20250213 ‐ set up python monitoring - cywongg/2025 GitHub Wiki

To set up a heartbeat for your Python application and monitor its status based on logs, follow these steps with minimal changes:

1. Add Heartbeat Logging to the Python App

Modify your application to log a heartbeat at regular intervals using a background thread.

import logging
import threading
import time

logger = logging.getLogger(__name__)

def heartbeat():
    """Logs heartbeat every 30 seconds."""
    while True:
        logger.info("HEARTBEAT")
        time.sleep(30)  # Adjust interval as needed

# Start the heartbeat thread on application startup
heartbeat_thread = threading.Thread(target=heartbeat, daemon=True)
heartbeat_thread.start()

Key Points:

  • Minimal code change: Adds a daemon thread that logs "HEARTBEAT" every 30 seconds.
  • Ensure your application already logs errors/warnings (e.g., using logger.error("...")).

2. Set Up Filebeat on the Machine

Install and configure Filebeat to ship logs to Elasticsearch.

Install Filebeat

# On Debian/Ubuntu
curl -L -O https://artifacts.elastic.co/downloads/beats/filebeat/filebeat-8.7.1-amd64.deb
sudo dpkg -i filebeat-8.7.1-amd64.deb

# Or use your system's package manager

Configure Filebeat

Edit /etc/filebeat/filebeat.yml:

filebeat.inputs:
- type: filestream
  enabled: true
  paths:
    - /path/to/your/python_app.log  # Path to your application log

output.elasticsearch:
  hosts: ["your-elasticsearch-host:9200"]
  username: "elastic"  # If authentication is enabled
  password: "password"

Start Filebeat

sudo systemctl enable filebeat
sudo systemctl start filebeat

3. Create Elasticsearch/Kibana Alerts

Use Kibana to set up rules that check for missing heartbeats or errors.

a. Create a Data View in Kibana

  • Go to Stack Management > Data Views > Create Data View.
  • Name: python_app_logs, Index pattern: filebeat-*.

b. Set Up Heartbeat Alert

  • Go to Observability > Alerts > Manage Rules > Create Rule.
  • Rule Type: "Elasticsearch query".
  • Query:
    {
      "query": {
        "bool": {
          "must_not": {
            "exists": { "field": "message" }
          },
          "filter": [
            { "term": { "message": "HEARTBEAT" } },
            { "range": { "@timestamp": { "gte": "now-35s" } } }
          ]
        }
      }
    }
    
  • Check every: 30 seconds.
  • Alert if: Number of documents is below 1 (no heartbeat in 35s).

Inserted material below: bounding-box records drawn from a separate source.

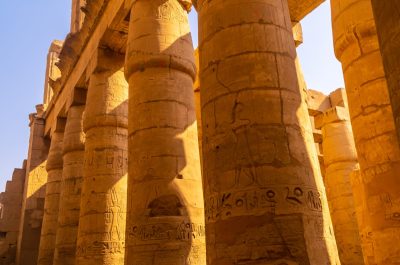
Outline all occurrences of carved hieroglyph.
[331,0,400,264]
[315,106,364,265]
[371,0,400,142]
[76,50,128,265]
[198,0,340,265]
[126,0,206,265]
[17,113,49,265]
[53,106,85,265]
[37,132,64,265]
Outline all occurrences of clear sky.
[0,0,343,191]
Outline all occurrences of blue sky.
[0,0,343,188]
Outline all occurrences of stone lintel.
[329,88,348,107]
[54,117,67,132]
[49,40,64,53]
[315,106,350,129]
[71,87,87,106]
[288,0,325,21]
[191,0,325,21]
[307,89,332,116]
[292,21,303,48]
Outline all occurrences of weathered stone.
[53,106,85,265]
[126,0,206,265]
[75,50,128,265]
[198,0,340,265]
[71,0,86,33]
[0,161,26,265]
[43,40,63,107]
[16,110,50,265]
[37,131,64,265]
[371,0,400,144]
[316,106,364,265]
[331,0,400,264]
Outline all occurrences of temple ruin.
[0,0,400,265]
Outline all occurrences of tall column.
[43,40,63,108]
[71,0,87,33]
[331,0,400,264]
[315,106,364,265]
[37,132,64,265]
[76,50,128,265]
[126,0,206,265]
[372,0,400,142]
[17,106,49,265]
[198,0,340,265]
[53,106,85,265]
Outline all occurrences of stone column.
[76,50,128,265]
[198,0,340,265]
[126,0,206,265]
[331,0,400,264]
[43,40,63,108]
[372,0,400,143]
[315,106,364,265]
[17,106,49,265]
[37,131,64,265]
[71,0,86,33]
[53,106,85,265]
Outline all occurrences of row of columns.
[331,0,400,264]
[25,0,400,265]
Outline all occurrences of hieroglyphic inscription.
[128,221,205,241]
[380,193,400,221]
[76,241,125,257]
[85,150,128,170]
[205,186,322,222]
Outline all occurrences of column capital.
[315,106,350,129]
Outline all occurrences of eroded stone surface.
[371,0,400,144]
[316,103,364,265]
[0,161,26,265]
[17,110,50,265]
[126,0,206,265]
[331,0,400,264]
[37,132,64,265]
[75,50,128,265]
[198,0,340,265]
[53,106,85,265]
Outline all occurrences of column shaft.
[371,0,400,142]
[315,107,364,265]
[16,114,50,265]
[126,0,206,265]
[76,50,128,265]
[331,0,400,264]
[37,132,64,265]
[53,106,85,265]
[198,0,340,265]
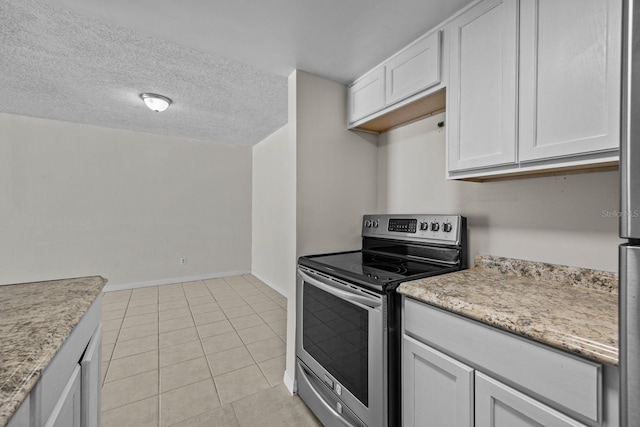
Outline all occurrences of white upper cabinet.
[519,0,621,162]
[385,31,441,105]
[348,28,444,133]
[447,0,518,171]
[349,67,384,122]
[447,0,622,179]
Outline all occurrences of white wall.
[296,71,378,255]
[378,114,620,271]
[251,125,296,298]
[0,114,251,285]
[264,71,377,390]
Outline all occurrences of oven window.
[302,283,369,406]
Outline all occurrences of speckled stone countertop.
[0,276,107,426]
[397,255,618,366]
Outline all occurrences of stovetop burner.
[298,215,466,291]
[299,251,458,290]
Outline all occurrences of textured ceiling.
[0,0,287,145]
[0,0,470,145]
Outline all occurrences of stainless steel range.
[296,215,467,427]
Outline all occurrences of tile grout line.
[156,288,162,427]
[187,281,224,407]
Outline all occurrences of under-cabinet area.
[348,0,622,180]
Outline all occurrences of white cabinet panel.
[402,335,474,427]
[385,31,441,105]
[447,0,518,171]
[348,67,385,123]
[519,0,622,161]
[80,324,102,427]
[45,365,82,427]
[475,372,585,427]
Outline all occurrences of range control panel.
[362,214,465,244]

c. Set Up Error/Warning Alert

  • Create another rule with this query:
    {
      "query": {
        "bool": {
          "should": [
            { "match": { "log.level": "ERROR" } },
            { "match": { "log.level": "WARN" } }
          ]
        }
      }
    }
    
  • Alert if: Number of documents is above 0.

d. Trigger Actions (Optional)

  • Send notifications (Email, Slack) or write to a status index using Kibana Actions.

4. Verify the Setup

  1. Check Logs in Kibana:
    • Use Discover to see HEARTBEAT entries and errors.
  2. Test Alerts:
    • Stop the Python app to trigger the heartbeat alert.
    • Inject a test error log to trigger the error alert.

Minimal Machine Changes

  • Only requires:
    1. Installing/configuring Filebeat.
    2. Ensuring the Python app writes logs to a file.
  • No need for exposed ports or HTTP endpoints on the app.

Alternative: Custom Script with Cron

If you prefer not to use Filebeat:

#!/bin/bash
LOG_FILE="/path/to/app.log"
STATUS=$(awk -v d1="$(date -d '35 seconds ago' '+%Y-%m-%dT%H:%M:%S')" '
  /HEARTBEAT/ && $0 > d1 { heartbeat=1 }
  /ERROR|WARN/ { error=1 }
  END { if (!heartbeat || error) print "down"; else print "up" }' "$LOG_FILE")

curl -X POST "http://elasticsearch:9200/app_status/_doc" -H 'Content-Type: application/json' -d '{
  "@timestamp": "'$(date -u +"%Y-%m-%dT%H:%M:%SZ")'",
  "status": "'"$STATUS"'"
}'

Schedule with Cron:

# Run every minute
* * * * * /path/to/script.sh

This setup ensures your app's status is monitored via logs and reported to Elasticsearch with minimal changes.